[Biojava-dev] [Biojava-l] regex performance in Java
P. Troshin
to.petr at gmail.com
Thu Oct 25 13:10:56 UTC 2012
Hi Hilmar,
I feel that we do not have enough information to help you with your
performance issue.
We need to know how many regexp searches are you making in a single
transaction (user request-response) and the acceptable response time.
Otherwise, we might be doing preliminary optimization. We cannot tell
whether 500K matches in 3 seconds is fast enough or not.
In the test you are only testing the search performance; however, I am
sure that in the real system, you must be doing something with your
findings.
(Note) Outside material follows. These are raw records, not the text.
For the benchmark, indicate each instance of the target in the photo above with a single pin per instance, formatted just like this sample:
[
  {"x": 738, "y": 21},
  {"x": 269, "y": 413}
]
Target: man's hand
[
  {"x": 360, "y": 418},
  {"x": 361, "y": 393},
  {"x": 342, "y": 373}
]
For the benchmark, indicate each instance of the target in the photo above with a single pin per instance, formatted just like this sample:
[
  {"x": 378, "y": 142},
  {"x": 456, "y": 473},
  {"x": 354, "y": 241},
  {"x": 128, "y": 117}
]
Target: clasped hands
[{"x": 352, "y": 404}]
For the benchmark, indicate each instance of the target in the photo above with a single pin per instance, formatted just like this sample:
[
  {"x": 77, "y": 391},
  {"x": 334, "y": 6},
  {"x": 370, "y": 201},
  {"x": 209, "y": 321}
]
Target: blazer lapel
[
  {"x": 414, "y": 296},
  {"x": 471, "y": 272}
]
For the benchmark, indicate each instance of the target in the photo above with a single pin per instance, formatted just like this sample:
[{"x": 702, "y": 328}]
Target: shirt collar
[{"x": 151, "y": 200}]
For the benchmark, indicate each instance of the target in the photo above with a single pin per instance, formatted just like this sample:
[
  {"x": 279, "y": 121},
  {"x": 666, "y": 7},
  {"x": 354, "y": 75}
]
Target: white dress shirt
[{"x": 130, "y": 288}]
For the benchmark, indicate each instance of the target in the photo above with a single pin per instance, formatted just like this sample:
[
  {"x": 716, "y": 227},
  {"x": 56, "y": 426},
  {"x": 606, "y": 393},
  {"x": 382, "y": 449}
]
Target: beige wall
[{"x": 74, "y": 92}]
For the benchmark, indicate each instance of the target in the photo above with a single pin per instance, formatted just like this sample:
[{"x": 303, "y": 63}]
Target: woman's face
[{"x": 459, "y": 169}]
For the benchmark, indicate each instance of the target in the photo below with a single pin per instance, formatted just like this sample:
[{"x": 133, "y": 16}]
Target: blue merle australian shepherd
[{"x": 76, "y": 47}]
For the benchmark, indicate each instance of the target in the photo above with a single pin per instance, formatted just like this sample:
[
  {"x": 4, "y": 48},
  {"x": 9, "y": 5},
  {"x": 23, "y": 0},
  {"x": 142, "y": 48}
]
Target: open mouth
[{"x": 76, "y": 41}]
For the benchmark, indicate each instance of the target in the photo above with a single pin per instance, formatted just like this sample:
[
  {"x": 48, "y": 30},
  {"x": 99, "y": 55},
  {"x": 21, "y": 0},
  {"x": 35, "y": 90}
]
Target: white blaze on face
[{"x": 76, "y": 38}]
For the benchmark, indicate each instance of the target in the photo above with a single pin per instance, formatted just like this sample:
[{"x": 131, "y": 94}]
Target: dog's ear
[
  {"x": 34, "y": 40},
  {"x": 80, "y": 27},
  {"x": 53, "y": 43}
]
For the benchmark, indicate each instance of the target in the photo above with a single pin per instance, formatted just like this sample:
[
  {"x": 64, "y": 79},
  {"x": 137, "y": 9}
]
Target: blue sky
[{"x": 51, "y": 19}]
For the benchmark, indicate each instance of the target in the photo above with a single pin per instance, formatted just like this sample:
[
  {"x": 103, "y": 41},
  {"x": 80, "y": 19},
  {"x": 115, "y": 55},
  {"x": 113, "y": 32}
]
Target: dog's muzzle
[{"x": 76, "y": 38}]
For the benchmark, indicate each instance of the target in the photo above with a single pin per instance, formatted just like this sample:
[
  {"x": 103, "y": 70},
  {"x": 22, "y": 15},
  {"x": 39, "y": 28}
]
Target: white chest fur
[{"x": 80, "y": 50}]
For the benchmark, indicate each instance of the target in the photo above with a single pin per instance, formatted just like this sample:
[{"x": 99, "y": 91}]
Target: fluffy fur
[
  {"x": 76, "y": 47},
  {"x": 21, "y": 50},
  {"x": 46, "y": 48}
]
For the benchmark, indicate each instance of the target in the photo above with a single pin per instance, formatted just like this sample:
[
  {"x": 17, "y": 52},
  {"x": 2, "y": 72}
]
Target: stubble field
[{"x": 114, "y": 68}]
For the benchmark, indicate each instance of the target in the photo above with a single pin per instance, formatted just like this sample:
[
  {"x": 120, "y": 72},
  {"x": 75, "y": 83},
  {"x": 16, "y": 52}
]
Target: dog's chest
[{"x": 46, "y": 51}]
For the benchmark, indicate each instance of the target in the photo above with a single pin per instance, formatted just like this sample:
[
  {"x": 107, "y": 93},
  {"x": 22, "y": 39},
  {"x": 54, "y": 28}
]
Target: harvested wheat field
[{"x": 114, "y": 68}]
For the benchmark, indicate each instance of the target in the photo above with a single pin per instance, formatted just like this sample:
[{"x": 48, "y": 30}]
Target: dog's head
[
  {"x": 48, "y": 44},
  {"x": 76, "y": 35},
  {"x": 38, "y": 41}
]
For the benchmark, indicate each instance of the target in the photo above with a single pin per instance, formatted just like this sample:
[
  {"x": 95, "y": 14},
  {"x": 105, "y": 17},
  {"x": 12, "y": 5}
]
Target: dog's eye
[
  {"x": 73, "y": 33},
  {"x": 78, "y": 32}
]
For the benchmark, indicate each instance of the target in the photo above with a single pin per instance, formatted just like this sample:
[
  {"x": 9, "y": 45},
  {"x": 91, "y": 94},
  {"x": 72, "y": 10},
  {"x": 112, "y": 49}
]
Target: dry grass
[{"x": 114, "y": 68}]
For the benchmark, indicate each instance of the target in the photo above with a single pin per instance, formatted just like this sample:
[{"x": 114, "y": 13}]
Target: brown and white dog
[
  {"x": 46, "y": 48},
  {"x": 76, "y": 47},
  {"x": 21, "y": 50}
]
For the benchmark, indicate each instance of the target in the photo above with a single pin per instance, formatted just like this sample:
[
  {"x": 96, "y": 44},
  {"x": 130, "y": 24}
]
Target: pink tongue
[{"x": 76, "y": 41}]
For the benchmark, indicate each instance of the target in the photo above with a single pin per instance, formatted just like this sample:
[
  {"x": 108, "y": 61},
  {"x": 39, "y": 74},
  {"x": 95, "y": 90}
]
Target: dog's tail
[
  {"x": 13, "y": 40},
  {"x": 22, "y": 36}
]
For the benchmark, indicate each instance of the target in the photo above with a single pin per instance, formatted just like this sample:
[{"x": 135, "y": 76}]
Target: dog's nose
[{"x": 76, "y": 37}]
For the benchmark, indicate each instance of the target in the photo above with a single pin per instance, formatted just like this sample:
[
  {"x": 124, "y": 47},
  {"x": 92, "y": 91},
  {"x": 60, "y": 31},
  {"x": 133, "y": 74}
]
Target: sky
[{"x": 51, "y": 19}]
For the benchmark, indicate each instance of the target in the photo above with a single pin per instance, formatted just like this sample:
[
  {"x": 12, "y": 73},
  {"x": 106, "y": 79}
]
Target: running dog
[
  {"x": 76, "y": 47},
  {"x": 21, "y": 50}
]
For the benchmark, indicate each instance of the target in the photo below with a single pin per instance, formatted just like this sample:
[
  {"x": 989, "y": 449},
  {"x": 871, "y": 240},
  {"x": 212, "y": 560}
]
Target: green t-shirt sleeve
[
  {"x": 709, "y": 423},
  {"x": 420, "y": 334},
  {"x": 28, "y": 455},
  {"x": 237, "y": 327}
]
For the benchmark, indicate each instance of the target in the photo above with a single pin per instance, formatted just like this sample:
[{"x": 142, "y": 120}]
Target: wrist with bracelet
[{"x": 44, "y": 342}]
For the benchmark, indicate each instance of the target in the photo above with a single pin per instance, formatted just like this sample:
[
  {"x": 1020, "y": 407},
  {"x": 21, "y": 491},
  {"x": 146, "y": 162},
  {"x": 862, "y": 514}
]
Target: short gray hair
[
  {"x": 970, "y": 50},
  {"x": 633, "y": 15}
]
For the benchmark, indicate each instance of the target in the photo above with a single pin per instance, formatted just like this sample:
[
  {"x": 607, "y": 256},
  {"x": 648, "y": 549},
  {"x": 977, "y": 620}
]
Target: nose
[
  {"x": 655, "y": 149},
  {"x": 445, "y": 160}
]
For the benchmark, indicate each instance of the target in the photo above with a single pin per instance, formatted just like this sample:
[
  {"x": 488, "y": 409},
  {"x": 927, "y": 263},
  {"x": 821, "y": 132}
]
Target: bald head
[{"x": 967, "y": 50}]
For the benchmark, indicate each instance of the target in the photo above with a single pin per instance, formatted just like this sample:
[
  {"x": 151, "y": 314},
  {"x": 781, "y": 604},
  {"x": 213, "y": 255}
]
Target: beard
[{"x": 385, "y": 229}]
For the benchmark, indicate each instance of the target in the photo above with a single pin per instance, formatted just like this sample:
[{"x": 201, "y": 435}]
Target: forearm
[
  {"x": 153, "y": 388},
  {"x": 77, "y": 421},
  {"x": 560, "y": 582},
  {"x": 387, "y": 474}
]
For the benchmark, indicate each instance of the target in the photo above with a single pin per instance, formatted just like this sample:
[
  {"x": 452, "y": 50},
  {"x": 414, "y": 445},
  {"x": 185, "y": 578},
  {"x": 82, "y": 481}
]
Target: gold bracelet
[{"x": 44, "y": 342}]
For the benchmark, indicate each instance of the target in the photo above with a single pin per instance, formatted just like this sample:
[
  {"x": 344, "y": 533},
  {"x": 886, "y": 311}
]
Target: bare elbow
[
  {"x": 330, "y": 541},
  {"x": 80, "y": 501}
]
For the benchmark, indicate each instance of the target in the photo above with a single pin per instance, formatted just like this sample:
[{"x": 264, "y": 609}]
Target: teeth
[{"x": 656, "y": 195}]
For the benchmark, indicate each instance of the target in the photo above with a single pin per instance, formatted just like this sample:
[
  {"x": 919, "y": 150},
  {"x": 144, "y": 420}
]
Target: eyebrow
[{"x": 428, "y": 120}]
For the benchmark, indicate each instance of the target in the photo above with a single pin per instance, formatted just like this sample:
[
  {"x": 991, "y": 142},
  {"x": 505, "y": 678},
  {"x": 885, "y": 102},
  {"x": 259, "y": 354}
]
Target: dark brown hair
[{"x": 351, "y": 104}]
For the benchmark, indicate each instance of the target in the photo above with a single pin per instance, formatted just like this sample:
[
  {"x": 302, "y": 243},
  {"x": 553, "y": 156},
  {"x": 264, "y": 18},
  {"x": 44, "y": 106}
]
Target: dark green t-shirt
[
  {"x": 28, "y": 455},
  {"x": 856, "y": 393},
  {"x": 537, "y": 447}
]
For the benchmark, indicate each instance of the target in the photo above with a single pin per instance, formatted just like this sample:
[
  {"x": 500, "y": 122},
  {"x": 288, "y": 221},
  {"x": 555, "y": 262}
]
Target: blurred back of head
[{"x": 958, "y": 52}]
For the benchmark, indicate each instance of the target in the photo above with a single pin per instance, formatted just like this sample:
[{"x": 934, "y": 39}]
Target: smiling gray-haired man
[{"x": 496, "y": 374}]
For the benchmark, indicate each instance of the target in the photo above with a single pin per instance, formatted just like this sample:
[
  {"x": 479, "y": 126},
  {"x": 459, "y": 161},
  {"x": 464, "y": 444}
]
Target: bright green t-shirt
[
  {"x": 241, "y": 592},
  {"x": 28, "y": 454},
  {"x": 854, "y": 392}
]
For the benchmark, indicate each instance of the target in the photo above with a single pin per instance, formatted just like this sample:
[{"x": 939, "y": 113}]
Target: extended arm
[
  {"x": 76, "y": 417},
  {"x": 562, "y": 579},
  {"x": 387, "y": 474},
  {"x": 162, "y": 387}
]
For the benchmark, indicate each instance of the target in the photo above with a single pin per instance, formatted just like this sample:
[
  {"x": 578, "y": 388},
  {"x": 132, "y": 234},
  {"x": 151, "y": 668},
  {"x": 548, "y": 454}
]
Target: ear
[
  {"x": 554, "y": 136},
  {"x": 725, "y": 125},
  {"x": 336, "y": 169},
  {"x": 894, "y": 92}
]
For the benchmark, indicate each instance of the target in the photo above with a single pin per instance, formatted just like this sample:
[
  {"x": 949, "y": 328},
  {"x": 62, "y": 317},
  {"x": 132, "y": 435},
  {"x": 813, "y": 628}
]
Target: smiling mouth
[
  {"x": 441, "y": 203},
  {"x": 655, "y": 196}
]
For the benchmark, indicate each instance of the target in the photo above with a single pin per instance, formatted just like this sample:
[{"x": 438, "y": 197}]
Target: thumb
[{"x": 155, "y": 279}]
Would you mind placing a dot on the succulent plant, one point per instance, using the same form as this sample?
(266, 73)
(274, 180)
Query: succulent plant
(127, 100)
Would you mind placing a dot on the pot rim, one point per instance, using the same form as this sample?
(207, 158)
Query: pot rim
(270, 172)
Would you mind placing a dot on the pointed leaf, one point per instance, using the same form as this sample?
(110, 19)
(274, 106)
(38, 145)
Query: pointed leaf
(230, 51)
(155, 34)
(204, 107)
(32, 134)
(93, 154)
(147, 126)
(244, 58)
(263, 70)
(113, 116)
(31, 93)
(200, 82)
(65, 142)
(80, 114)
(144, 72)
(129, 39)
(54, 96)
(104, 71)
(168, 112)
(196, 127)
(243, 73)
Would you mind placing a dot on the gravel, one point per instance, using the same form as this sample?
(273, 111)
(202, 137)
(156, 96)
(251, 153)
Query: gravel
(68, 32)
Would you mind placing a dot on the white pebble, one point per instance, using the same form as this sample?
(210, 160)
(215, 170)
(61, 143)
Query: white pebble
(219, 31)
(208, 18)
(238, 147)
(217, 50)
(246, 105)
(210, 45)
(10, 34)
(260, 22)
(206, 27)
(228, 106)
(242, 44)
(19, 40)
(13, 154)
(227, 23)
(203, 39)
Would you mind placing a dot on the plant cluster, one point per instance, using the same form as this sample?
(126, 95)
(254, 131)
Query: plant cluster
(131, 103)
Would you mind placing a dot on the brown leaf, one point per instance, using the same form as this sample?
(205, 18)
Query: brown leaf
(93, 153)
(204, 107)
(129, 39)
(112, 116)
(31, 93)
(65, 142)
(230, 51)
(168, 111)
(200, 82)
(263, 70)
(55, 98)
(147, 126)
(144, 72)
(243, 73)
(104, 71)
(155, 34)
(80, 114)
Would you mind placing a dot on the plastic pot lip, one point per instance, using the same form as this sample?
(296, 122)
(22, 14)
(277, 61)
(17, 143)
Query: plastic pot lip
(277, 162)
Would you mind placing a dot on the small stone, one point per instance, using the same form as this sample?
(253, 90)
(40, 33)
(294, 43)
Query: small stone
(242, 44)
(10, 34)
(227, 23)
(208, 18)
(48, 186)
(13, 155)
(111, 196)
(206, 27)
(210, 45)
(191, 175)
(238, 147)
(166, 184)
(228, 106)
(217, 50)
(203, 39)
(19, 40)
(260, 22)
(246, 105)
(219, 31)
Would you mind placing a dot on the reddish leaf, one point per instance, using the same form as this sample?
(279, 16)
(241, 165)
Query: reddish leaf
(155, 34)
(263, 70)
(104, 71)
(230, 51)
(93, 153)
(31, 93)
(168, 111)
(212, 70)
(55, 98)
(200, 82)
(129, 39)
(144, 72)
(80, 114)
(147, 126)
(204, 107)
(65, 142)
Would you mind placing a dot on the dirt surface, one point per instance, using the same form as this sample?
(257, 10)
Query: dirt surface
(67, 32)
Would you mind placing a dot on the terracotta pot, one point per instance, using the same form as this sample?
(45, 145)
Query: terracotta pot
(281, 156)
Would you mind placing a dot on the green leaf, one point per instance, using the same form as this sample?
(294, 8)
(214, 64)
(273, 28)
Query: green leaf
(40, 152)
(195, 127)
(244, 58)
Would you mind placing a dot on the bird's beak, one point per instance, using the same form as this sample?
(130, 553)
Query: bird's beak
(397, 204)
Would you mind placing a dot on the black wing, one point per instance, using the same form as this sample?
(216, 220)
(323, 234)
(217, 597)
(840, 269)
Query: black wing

So to make a real comparison, we need to see the test that
incorporates all the common operations that your real life systems
perform with these regexps.
When rewriting something in Java you have to bear in mind that just
translating Perl to Java is not enough, as these are two very
different languages. Just like rewriting Java in Perl. You are
unlikely to get any decent performance or readable code from just from
translating the structure of one program into another. You should give
some consideration to the design of your application however small it
might be. Each language has its own specifics.
Bear in mind that object construction in Java is more expensive than
function calls in Perl. Also regexp performance could vary enormously
depending on the size of the input string. If you are searching in
article abstracts then you need to test on the collection of these
abstracts, not part of them. The test data seems to be coming from the
abstract but it is split into different string, I think if you merge
all these strings into one, you would get a better performance.
Remember that Java String are encoded in UTF16 by default, in this
encoding a single character takes 4 bites, if you are only interested
in ASCII charset, then you should tell Java about it. Check out the
various String constructors and use the appropriate one. Similarly, if
you are loading data from the file system, make sure you set the
appropriate charset on the Reader. I am not sure whether this will
give you a performance increase, but it will certainly reduce the
program’s memory footprint.
A small point - is it really necessary to construct matchers within
the test loop? Not in your test I think, you can take them out.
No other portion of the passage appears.